# Fractional Calculus on Sinusoidal functions

1. Aug 16, 2011

### TheDestroyer

Hello guys :),

I have a question which I think is very advanced and weird. But I need the answer for some signal analysis purpose.

As we know, the derivative of a sine function, per se, shifts the phase, by Pi/2; i.e.,

f(x) = A sin (w t)
df(x)/dt = A sin (w t + Pi/2) = A cos(w t)

and of course, the integral does the opposite:
Integral(f(x) dx) = A sin(w t - Pi/2) = - A cos(w t).

As we know, there's something called fractional calculus, which involves taking derivates in non-integer orders. So for example the derivative of

g(x) = x

of the order 1/2, would be something like

(d^(1/2) g(x))/(dx^(1/2)) = Gamma(1/2) x^(1/2),

where Gamma(1/2) is the Euler gamma function (I'm not sure whether inside gamma is over 1/2 or 3/2, but whatever).

------------

My question:

So my question is, could you guys help me in finding the phase dependence of sinusoidal functions on non-integer derivatives? so I'm looking for something like:

d^(n) f(x)/dx^n = A sin(w t + k(n)),

where n is a real number, and k(n) is the phase dependence on the derivative order, n, that I'm looking for.

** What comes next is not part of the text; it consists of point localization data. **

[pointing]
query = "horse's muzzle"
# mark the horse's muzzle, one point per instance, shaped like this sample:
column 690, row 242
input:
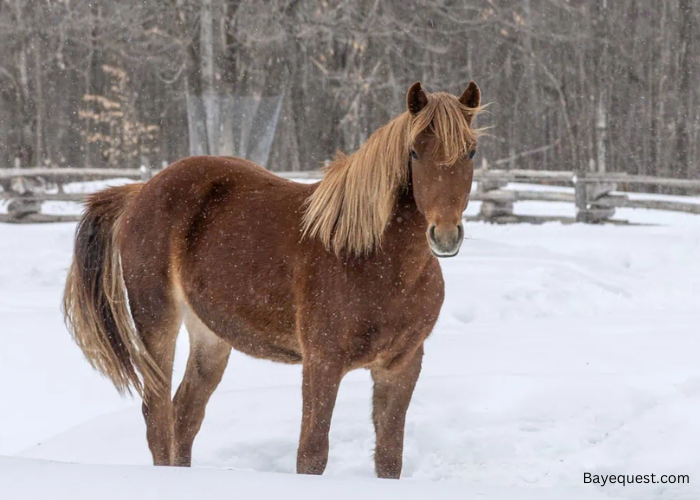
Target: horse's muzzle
column 445, row 240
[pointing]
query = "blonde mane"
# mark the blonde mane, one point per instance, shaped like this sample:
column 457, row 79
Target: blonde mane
column 351, row 208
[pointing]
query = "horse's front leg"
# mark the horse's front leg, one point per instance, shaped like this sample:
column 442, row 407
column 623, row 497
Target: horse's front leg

Thank you for any efforts :)

2. Aug 16, 2011

### atomthick

$\frac{d^{\alpha}Asin(t)}{dt} = Asin(t + \alpha\pi/2)$, this fractional derivative is for w=1.

3. Aug 16, 2011

### TheDestroyer

Is it linear like that? I'm surprised! it's so simple! I thought it would be a little but more complicated! The results from the signal shifting I'm doing gives it something like

Phi = Pi/2 * ArcTan(1 - Exp(n))

proportionality between for n=[0,1] with some coefficients, where n is the derivative order...

Any explanation?

4. Aug 16, 2011

### atomthick

Yes is as simple as that. If you believe you have a different shift try the following test:

- compute the half derivative of sin(t), $g(t) = \frac{d^{\frac{1}{2}}sin(t)}{dt}$
- compute the half derivative of g(t), $h(t) = \frac{d^{\frac{1}{2}}g(t)}{dt}$

In the end you should have $h(t) = sin(t+\pi/2)$ hecause h(t) is the first derivative of sin(t)

With the simple formula you get $g(t) = sin(t+\pi/4)$ and $h(t) = sin(t+\pi/4 + \pi/4) = sin(t+\pi/2)$

You can obtain the shift formula by playing with the fractional derivative of the exponential function.

5. Aug 16, 2011

### pwsnafu

Absolutely not!

First, fractional derivatives do not satisfy the index law in general. For example take f(x) = 1 and then $D^{\frac12} \frac{d}{dx} 1 = 0$ but $\frac{d}{dx} D^{\frac12}1 = \frac{d}{dx} \frac{1}{\sqrt{\pi x}} \neq 0$. In general $D^p D^q \neq D^q D^p$.

Secondly, the Riemann-Liouville fractional derivative of the exponential function with base point a=0 leads to the http://en.wikipedia.org/wiki/Mittag-Leffler_function" [Broken], not another exponential.

In fractional calculus you must be explicit in which fractional derivative you use (yes there is more than one) and specify the base point where appropriate.

Last edited by a moderator: May 5, 2017
6. Aug 17, 2011

### TheDestroyer

So what's the correct answer please, if I have to use such a function? is it like the guys have said, concerning this a special simple case, or is it more complicated?

Last edited by a moderator: May 5, 2017
7. Aug 17, 2011

### pwsnafu

I can't answer because you haven't given enough information. You need to specify
1. What the definition of fractional derivative you intend to use,
2. If there is a base point, you need to specify that,
3. The domain of the function you intend to integrate/differentiate.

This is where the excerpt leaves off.